Device Performance of Emerging Photovoltaic Materials (Version 1)

Fei Guo, Tor Jesper Jacobsson, Mohammad Khaja Nazeeruddin, Henry Snaith

Emerging photovoltaics (PVs) focus on a variety of applications complementing large scale electricity generation. Organic, dye-sensitized, and some perovskite solar cells are considered in building integration, greenhouses, wearable, and indoor applications, thereby motivating research on flexible, transparent, semitransparent, and multi-junction PVs. Nevertheless, it can be very time consuming to find or develop an up-to-date overview of the state-of-the-art performance for these systems and applications. Two important resources for recording research cells efficiencies are the National Renewable Energy Laboratory chart and the efficiency tables compiled biannually by Martin Green and colleagues.
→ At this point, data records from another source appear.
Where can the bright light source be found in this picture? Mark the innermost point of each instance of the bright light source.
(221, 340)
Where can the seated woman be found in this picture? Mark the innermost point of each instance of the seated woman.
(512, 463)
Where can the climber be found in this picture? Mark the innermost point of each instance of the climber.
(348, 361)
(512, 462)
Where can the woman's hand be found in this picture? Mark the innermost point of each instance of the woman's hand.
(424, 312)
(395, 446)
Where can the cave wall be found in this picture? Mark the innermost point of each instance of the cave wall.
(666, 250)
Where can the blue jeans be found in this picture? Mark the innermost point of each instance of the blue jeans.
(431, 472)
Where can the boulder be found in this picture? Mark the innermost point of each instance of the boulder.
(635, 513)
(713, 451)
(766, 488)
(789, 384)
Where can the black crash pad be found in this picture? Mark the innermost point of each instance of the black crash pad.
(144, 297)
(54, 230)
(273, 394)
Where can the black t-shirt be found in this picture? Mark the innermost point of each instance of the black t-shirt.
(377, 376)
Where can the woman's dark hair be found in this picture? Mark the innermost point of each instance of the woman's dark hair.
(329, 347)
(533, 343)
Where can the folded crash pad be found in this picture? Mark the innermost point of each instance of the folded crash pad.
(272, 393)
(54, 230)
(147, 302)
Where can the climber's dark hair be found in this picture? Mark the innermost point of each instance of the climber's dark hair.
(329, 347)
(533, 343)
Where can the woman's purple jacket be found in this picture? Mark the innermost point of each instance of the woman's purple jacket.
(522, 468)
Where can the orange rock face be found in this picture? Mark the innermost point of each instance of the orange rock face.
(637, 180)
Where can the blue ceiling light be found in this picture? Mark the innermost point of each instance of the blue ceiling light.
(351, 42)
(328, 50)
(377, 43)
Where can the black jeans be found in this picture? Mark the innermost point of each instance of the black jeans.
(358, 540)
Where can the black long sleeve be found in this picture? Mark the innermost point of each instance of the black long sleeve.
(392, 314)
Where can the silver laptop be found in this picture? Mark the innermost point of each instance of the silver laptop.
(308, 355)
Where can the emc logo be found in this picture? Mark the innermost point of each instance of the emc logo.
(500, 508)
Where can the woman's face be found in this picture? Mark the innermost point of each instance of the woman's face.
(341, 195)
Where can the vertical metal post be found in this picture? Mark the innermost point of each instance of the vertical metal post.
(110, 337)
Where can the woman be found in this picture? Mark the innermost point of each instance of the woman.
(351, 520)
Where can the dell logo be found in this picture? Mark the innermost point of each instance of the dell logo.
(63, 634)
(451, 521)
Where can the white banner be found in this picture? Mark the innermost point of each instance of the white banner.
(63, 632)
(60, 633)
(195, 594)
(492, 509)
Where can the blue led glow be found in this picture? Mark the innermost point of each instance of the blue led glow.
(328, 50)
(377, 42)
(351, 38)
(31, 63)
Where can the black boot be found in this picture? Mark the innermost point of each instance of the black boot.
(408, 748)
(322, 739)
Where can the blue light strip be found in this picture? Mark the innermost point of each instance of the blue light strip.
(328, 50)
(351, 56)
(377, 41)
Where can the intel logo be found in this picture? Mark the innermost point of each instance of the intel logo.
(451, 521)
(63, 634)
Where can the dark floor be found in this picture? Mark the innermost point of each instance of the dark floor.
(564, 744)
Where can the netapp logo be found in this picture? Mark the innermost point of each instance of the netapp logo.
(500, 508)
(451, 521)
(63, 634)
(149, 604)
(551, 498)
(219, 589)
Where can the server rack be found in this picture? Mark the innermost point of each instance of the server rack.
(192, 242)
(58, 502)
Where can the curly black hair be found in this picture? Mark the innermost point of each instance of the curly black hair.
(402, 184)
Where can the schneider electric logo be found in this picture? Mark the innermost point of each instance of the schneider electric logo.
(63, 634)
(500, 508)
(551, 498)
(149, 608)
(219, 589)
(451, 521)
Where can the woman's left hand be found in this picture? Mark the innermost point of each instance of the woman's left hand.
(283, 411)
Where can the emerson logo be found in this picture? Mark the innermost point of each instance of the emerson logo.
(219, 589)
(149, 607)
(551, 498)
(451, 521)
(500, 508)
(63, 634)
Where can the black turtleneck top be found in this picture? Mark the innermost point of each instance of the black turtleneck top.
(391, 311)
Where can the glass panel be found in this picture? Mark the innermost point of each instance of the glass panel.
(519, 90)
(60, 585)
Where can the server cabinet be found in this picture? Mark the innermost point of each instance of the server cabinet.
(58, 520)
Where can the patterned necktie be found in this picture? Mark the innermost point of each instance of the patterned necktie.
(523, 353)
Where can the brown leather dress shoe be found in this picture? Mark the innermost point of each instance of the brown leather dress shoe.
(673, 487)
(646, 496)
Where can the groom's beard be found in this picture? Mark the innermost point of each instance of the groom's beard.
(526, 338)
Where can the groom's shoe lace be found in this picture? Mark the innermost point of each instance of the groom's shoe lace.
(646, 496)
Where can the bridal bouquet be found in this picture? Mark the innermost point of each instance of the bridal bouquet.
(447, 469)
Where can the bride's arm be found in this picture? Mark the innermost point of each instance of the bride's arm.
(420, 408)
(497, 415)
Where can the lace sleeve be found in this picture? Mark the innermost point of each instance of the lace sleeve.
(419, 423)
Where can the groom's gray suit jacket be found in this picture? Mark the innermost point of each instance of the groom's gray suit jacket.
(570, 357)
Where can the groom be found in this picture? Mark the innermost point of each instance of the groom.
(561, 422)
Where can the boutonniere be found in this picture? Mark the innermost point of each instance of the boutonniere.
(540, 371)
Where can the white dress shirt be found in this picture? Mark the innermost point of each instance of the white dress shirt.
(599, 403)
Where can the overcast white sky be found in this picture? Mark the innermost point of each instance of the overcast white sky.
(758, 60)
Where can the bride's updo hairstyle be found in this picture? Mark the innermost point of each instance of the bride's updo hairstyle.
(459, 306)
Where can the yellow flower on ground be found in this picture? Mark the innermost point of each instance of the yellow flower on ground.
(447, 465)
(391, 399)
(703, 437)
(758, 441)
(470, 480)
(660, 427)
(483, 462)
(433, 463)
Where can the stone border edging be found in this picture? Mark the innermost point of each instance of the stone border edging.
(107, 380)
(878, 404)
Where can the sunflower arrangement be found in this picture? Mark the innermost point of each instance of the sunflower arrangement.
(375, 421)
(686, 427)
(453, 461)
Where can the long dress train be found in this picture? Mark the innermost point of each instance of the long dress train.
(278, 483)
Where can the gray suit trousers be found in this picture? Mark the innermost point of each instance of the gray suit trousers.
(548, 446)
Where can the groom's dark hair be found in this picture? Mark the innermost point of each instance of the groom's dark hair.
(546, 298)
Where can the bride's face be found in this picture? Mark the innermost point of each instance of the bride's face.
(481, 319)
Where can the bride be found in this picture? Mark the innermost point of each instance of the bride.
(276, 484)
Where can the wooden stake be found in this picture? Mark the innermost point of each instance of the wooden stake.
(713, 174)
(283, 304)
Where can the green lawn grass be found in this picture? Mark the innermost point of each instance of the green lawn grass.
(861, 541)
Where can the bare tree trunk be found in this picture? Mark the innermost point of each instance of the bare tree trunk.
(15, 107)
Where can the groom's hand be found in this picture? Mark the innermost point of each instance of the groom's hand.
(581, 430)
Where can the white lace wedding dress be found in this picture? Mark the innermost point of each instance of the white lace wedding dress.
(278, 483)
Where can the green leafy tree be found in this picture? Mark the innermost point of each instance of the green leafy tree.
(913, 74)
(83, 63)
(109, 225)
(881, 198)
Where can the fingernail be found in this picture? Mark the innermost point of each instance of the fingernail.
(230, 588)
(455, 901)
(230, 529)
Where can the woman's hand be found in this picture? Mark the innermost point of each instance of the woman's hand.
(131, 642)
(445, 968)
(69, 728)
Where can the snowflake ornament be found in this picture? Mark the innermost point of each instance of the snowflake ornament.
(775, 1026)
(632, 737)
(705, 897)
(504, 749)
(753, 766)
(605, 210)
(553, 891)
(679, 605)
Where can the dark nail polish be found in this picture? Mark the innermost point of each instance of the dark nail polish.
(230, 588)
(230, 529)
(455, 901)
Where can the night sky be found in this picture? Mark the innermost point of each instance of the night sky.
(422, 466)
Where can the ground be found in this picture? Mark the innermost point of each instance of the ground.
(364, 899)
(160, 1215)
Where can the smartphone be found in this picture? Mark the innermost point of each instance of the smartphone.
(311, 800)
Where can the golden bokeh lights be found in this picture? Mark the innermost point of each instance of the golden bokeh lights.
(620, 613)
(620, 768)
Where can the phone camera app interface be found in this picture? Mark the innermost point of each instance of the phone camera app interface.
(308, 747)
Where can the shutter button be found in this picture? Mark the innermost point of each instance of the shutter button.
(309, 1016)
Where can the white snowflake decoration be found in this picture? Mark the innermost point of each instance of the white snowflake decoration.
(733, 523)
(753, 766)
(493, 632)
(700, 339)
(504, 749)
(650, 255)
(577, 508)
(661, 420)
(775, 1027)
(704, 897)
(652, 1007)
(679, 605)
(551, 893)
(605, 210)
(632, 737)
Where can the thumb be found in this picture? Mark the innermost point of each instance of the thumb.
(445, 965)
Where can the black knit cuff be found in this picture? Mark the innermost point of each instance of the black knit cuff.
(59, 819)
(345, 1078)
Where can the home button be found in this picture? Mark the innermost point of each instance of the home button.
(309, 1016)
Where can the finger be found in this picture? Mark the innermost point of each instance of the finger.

Both publications provide an effective coverage over the established technologies, bridging research and industry. An alternative approach is proposed here summarizing the best reports in the diverse research subjects for emerging PVs. Best performance parameters are provided as a function of the photovoltaic bandgap energy for each technology and application, and are put into perspective using, e.g., the Shockley-Queisser limit. In all cases, the reported data correspond to published and/or properly described certified results, with enough details provided for prospective data reproduction. Additionally, the stability test energy yield is included as an analysis parameter among state-of-the-art emerging PVs.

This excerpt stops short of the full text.